Nvidia DLSS 1 and 2 antialiasing discussion *spawn*

Keep in mind that DLSS has costs and that cost is fixed.

The less tensor cores the longer that fixed cost will be so it doesn’t matter how little or how much is happening on the screen really, it has little control over that portion. to meet 16.6ms you’re going to need to be significantly less than that to make up for DLSS time.

If we assume DLSS has a fixed time of 5-6ms (it is likely less). That frame time needs to be below or around 9ms to make it.

I’m just not sure if the 2060 is the card to do that, its nearly like asking for it to make 100+ fps. Which is tough already for most cards in the 6TF range.

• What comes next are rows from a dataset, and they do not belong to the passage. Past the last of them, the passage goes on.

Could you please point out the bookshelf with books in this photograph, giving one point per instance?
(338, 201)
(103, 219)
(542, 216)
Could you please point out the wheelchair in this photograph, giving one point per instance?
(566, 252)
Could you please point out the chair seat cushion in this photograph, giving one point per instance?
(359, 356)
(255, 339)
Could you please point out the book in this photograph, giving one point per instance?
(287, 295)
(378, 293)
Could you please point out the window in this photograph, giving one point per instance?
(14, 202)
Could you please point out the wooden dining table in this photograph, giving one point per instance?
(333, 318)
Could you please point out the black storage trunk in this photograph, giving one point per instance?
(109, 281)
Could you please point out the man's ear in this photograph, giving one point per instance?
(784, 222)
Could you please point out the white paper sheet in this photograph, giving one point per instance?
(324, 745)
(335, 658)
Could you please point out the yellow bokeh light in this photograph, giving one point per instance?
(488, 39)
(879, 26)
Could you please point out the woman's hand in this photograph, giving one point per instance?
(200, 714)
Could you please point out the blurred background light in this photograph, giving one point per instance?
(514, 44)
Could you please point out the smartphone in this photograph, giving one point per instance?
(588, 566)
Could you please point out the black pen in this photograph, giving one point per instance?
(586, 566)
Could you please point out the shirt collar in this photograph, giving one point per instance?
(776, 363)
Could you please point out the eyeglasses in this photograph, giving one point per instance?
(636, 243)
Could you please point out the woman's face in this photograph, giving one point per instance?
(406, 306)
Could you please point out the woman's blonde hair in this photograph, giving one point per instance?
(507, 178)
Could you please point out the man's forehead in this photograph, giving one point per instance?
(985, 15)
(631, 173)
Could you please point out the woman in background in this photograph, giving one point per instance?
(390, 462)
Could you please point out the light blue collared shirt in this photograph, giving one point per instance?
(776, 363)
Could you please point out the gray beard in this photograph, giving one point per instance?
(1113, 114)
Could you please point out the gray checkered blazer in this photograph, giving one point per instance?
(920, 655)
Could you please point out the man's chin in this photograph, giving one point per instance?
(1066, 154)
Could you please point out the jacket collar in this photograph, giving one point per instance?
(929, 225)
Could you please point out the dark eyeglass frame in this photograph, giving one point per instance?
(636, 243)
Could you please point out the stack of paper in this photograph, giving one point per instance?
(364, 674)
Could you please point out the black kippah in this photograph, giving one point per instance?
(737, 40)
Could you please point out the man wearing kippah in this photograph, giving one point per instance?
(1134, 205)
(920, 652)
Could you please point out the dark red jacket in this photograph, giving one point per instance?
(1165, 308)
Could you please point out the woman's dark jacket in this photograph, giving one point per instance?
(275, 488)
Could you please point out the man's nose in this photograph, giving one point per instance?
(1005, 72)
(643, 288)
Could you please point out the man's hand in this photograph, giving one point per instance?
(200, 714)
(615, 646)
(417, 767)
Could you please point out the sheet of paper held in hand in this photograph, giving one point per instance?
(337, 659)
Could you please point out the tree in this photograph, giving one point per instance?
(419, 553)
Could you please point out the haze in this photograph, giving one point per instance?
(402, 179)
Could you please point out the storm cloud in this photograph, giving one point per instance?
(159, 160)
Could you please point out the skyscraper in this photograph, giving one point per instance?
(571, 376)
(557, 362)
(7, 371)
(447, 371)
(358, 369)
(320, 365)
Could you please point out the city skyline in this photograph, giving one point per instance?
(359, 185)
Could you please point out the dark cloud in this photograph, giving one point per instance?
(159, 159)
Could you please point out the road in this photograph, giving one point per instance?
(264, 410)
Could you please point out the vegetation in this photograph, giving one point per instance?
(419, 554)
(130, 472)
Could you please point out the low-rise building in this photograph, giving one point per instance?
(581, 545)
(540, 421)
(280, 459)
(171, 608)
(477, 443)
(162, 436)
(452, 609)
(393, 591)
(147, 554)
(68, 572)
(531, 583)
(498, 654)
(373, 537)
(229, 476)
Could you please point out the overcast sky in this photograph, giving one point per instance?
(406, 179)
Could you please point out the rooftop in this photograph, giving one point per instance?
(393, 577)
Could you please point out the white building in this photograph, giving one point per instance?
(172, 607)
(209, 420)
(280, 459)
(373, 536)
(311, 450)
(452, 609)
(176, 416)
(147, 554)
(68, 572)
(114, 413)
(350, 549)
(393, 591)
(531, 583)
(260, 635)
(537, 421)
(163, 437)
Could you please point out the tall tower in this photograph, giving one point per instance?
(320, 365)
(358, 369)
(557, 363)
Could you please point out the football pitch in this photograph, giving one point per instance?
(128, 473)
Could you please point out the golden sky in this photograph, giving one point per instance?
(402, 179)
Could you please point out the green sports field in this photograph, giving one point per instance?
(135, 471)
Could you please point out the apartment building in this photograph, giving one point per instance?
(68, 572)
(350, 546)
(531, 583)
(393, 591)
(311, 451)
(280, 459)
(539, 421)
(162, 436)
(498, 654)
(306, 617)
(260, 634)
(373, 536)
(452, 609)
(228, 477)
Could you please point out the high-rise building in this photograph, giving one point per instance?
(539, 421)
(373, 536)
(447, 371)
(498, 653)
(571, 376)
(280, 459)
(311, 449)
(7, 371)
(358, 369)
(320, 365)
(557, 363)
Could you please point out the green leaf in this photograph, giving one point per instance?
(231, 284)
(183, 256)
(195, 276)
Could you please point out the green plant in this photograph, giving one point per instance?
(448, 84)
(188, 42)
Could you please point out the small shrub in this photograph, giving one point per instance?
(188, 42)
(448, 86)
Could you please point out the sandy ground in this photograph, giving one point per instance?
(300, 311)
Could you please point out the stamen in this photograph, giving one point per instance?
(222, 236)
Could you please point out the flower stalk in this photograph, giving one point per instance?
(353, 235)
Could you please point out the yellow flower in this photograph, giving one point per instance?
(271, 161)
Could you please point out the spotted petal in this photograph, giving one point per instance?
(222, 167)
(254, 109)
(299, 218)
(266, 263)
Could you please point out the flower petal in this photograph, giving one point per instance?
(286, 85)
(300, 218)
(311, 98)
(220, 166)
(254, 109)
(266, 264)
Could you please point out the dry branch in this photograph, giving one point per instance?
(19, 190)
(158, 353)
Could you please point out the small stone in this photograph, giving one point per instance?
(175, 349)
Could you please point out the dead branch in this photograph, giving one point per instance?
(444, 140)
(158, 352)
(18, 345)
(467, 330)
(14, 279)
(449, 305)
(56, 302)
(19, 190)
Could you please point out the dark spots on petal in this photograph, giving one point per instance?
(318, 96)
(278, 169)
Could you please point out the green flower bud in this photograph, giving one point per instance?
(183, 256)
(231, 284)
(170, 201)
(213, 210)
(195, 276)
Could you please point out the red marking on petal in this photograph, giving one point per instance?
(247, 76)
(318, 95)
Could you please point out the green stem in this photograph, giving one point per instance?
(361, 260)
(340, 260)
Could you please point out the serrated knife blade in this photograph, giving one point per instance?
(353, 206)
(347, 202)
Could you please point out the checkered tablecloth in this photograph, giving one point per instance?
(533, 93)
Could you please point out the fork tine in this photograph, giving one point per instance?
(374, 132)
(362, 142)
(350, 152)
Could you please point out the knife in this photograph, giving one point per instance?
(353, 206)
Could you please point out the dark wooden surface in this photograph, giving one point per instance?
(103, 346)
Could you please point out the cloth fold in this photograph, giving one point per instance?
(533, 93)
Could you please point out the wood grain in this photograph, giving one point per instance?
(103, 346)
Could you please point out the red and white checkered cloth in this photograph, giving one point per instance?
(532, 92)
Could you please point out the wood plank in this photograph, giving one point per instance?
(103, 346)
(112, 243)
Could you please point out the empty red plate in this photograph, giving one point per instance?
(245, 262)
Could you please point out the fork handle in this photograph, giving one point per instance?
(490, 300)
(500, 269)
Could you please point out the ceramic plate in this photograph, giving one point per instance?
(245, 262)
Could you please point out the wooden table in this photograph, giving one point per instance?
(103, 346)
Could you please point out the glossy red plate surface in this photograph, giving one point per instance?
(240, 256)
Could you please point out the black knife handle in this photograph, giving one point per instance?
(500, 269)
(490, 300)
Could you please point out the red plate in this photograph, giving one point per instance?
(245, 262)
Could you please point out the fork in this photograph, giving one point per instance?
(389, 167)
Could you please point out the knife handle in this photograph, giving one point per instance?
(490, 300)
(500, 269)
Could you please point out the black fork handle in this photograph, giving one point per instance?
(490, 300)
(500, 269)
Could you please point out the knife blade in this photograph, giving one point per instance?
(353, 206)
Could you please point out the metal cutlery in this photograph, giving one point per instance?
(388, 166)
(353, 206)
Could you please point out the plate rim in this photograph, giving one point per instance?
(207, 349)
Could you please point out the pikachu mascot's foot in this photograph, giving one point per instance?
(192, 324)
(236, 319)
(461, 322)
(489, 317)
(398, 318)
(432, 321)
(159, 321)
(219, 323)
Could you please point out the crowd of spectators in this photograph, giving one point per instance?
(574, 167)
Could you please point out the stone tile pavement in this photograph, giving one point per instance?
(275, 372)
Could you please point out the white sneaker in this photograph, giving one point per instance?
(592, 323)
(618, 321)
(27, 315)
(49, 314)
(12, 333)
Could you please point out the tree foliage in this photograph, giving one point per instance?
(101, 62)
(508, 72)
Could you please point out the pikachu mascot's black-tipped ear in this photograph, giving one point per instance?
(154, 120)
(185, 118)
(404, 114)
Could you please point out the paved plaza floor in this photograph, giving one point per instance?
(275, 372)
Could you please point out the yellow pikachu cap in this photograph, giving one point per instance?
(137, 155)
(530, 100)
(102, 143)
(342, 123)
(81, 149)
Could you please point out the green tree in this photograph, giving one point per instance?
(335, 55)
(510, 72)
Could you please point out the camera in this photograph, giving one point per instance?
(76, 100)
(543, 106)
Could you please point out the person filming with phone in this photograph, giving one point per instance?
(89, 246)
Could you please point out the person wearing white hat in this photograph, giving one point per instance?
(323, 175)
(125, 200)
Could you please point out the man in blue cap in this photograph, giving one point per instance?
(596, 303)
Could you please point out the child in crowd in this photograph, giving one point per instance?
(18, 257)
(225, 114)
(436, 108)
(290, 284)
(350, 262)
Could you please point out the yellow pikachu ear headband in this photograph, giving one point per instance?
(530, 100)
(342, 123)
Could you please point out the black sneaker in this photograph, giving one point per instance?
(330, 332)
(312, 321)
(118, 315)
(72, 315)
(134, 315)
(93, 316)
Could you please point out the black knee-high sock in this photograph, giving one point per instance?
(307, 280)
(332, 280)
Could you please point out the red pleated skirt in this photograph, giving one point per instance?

You would have to add Tensor Core TF's on top of that compute when running DLSS right?

This show that compute run all the time but Raytracing and DLSS run concurrently on top of that...and add performance on top of the normal compute performance:
Desktop-Screenshot-2020.09.01-11.17.07.05-1030x579.png


Pure FLOPS were always a "rubber" metric...but now it just go a whole lot worse
 
DLSS in its 2.0 iteration is a bit different to think about - when I say it is rendering internally at XXXX by XXXX resolution in the video I am simplifying it a bit. Post processing like motion blur, depth of field, bloom, colour correction, etc. is all done at native resolution actually in DLSS 2.0. So it more expensive by default than just rendering at the internal resolution. THen you have the DLSS run time on top, which is different between GPUs and also different between Ampere and Turing (Ampere has a level of concurency I believe with its Tensor cores that TUring does not have).
 
DLSS in its 2.0 iteration is a bit different to think about - when I say it is rendering internally at XXXX by XXXX resolution in the video I am simplifying it a bit. Post processing like motion blur, depth of field, bloom, colour correction, etc. is all done at native resolution actually in DLSS 2.0. So it more expensive by default than just rendering at the internal resolution. THen you have the DLSS run time on top, which is different between GPUs and also different between Ampere and Turing (Ampere has a level of concurency I believe with its Tensor cores that TUring does not have).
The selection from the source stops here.